Sampling -- Simple Random Sample

Return to the Sampling page

A Simple Random Sample, sometimes referred to as a SRS, is a sample drawn in such a way that every item in the population has an equal chance of being selected. This equal likelihood of being selected must remain essentially true even after some items in the population have been selected. Another way to look at this is that if we are in the middle of the selection process, then knowing that a particular item has already been selected tells us nothing about the likelihood that any other item will be selected next.

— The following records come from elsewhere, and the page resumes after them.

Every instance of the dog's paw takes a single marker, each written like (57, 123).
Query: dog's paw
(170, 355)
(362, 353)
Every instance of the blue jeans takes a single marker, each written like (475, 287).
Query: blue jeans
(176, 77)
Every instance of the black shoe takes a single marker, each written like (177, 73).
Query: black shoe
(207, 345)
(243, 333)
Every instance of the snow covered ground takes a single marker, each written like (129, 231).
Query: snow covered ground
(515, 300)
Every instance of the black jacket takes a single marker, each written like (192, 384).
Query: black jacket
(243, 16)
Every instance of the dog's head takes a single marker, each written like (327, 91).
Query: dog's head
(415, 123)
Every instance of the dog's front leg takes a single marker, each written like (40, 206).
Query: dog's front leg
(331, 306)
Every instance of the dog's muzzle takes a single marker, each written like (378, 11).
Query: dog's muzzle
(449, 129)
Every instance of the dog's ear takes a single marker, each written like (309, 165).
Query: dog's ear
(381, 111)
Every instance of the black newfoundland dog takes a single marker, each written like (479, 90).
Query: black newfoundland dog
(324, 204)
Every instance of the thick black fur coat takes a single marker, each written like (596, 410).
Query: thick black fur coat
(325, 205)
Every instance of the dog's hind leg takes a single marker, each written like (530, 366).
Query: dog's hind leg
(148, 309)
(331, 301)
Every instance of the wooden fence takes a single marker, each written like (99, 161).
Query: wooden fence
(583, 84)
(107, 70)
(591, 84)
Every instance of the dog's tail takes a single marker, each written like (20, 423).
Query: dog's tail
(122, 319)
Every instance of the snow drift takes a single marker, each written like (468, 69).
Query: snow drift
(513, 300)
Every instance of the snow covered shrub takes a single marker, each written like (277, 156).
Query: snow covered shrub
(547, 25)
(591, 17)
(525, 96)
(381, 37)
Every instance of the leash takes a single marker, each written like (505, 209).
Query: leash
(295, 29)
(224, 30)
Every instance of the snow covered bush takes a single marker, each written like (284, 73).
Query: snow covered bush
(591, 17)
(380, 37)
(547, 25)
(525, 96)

For example, in the fall term of 2013 let us say that there were 11,413 registered credit students at the community college. If we have a list of those students, one student per line, then we could use a random number table, or more likely, a random number generator on a computer, to select a sample of 60 students. We would just be selecting items from this long list of students. Each student has an equal chance of being selected for the first spot in our sample. After selecting that student, then the 11,412 remaining students have an equal chance of being selected for the second spot in the sample, and so on. Knowing that any one student has been selected does not help you make any better guess about whether or not some other student has been or will be selected.

We note that even though an approach may "look like" it is a simple random sample, the details of the process may force us to recognize that such is not the case. For example, it is quite easy to get the list of credit students at the community college by just getting the class lists for all credit classes. If we did this we might find that there 35,819 such entries. What if we selected our 60 student sample from that list of 35,819 items? If we are interested in getting a simple random sample of credit students at the college, then this methodology does not work. A student who is enrolled in four classes has four times the likelihood of being selected as does a student registered for just one class. Such an inequality of the likelihood of being selected indicates that this methodology does not give us a simple random sample.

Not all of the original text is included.